Shawn Anderson, senior vice president of strategy and chief risk officer, said a minority interest sale is NiSource’s best path forward.

“There’s a good precedent in the industry of this type of transaction being completed successfully. And it’s a very efficient means of financing our business,” he said.

Anderson also said affordability will be a focus during NiSource’s energy transition. He said through 2027, the company anticipates “low, single digit” increases in customer bills caused by energy efficiency measures, a disciplined operations and maintenance plan, commodity prices leveling off and an expanded customer base.

NiSource’s extensive natural gas infrastructure is “a critical component” to accelerated decarbonization, Anderson said. It will provide reliable baseload generation and be ideally situated for conversion to renewable natural gas or green hydrogen, he said

NiSource plans to retire its coal generation units by the end of 2030 and thereafter draw on a 51% mix of renewables and 35% natural gas generation. Energy efficiency, demand response and capacity purchases will make up the remainder.

By the end of 2025, NiSource expects to have spent $2.2 billion on renewable generation.

“We’re making the fastest transition away from coal. Seventy-four percent coal to zero in a single decade. A 90% reduction in emissions by 2030, including the 58% reduction we’ve already achieved.
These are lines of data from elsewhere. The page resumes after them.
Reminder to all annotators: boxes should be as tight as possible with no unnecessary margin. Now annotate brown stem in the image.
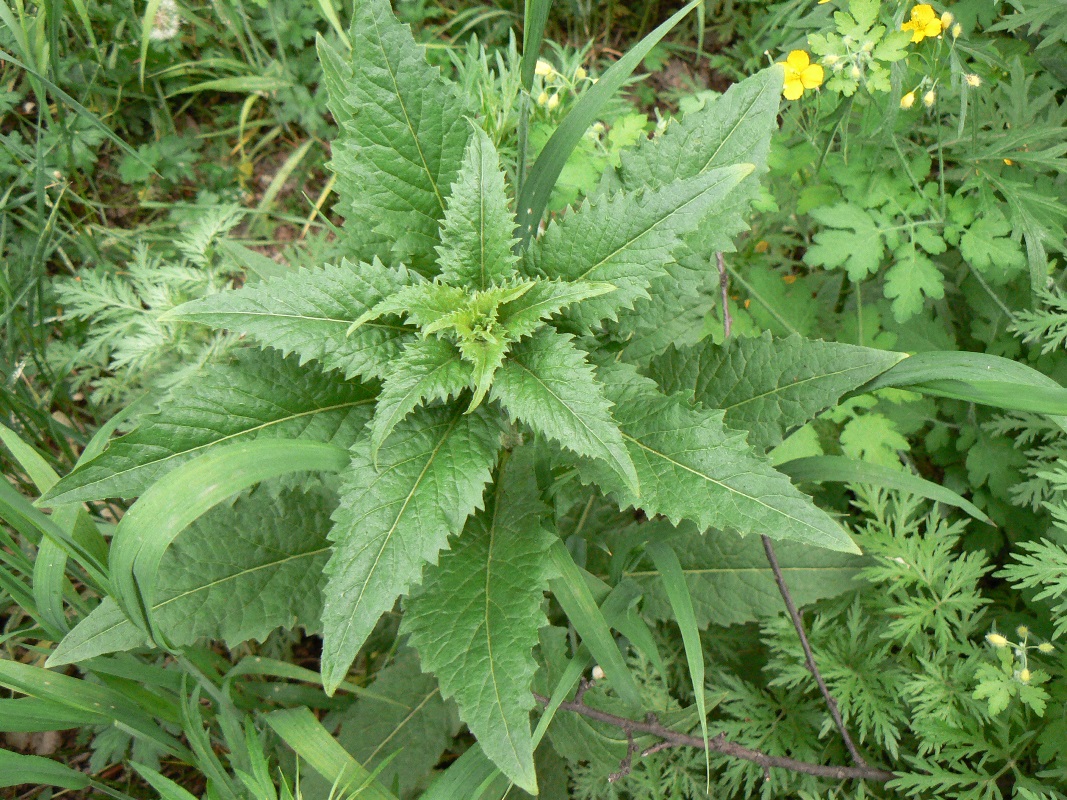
[534,694,896,783]
[762,537,867,769]
[715,252,733,339]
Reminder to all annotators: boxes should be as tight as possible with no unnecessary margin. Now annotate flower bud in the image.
[534,59,556,78]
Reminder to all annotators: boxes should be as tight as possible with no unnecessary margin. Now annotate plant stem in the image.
[534,693,896,783]
[762,535,869,769]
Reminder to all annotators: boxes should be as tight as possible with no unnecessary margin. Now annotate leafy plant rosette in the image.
[35,0,1067,791]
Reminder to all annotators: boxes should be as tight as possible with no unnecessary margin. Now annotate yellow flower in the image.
[782,50,823,100]
[901,3,942,43]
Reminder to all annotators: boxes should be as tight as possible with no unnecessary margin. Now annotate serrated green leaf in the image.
[492,329,640,494]
[609,522,867,628]
[168,260,418,378]
[47,491,334,667]
[370,336,473,457]
[401,450,553,793]
[322,404,500,692]
[883,246,944,322]
[649,333,906,450]
[579,366,858,553]
[41,349,375,506]
[337,647,460,797]
[499,281,615,340]
[525,164,752,330]
[437,128,519,289]
[332,0,471,272]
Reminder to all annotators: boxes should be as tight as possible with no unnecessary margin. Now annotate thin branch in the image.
[715,251,733,339]
[534,694,896,783]
[762,537,867,769]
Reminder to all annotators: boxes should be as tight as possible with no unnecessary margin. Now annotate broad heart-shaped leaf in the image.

And now a goal of net zero by 2040,” Anderson said.

MISO Proposing 2nd SSR Agreement for Retiring Coal Unit

MISO appears likely to use a system support resource (SSR) designation to keep a Wisconsin coal plant operating past its planned suspension date unless stakeholders come up with a viable alternative.

During a West Technical Study Task Force teleconference Friday, MISO’s Huaitao Zhang said staff uncovered unresolved thermal overloading and steady state voltage issues on 12 constraints if Manitowoc Public Utilities’ Lakefront 9 unit is allowed to begin its suspension as planned on Feb. 1, 2023. The 63-MW coal-fired unit began commercial operations in 2006.

The grid operator will collect stakeholders’ input on alternative mitigation plans to the SSR agreement through Nov. 18. However, it says alternative solutions are scarce because there are too few resources nearby to employ generation redispatch, no new generation projects in the works, no contracted demand side management programs in the area, and zero available transmission reconfiguration options.

“Lakefront 9 will need to be designated as an SSR unless feasible alternatives are identified and can be implemented prior to the planned suspension date,” Zhang said.

Staff noted that some transmission projects on the horizon will improve system performance enough to terminate the SSR. The earliest is expected to be in service by early April 2023, not soon enough to avoid an SSR.

Clean Grid Alliance’s Natalie McIntire asked whether MISO studied using synchronous condensers as a potential interim solution or considered converting the plant itself into a synchronous condenser. Zhang said MISO hadn’t contemplated that.

Stakeholders on the teleconference did not offer any other alternatives.

The RTO uses SSR agreements as a last-resort measure to keep generators online past their retirement dates and sustain system reliability.

Zhang told McIntire that MISO’s proposal to require retiring or suspending generation to give a year’s notice instead of the currently required six months will allow staff to solicit solutions earlier in the process, giving them more time to identify feasible alternatives. (See MISO Stays Course on Sharpening Generation Retirement Studies.)

A Lakefront 9 SSR designation will be MISO’s second within a year. It received FERC permission last month to establish a yearlong SSR agreement for Ameren Missouri’s 1.2-GW Rush Island coal plant. (See FERC: Rush Island Plant’s Extension Essential to MISO Reliability.)

Since its inception, MISO has approved about 200 retirement notices and issued a dozen SSR agreements.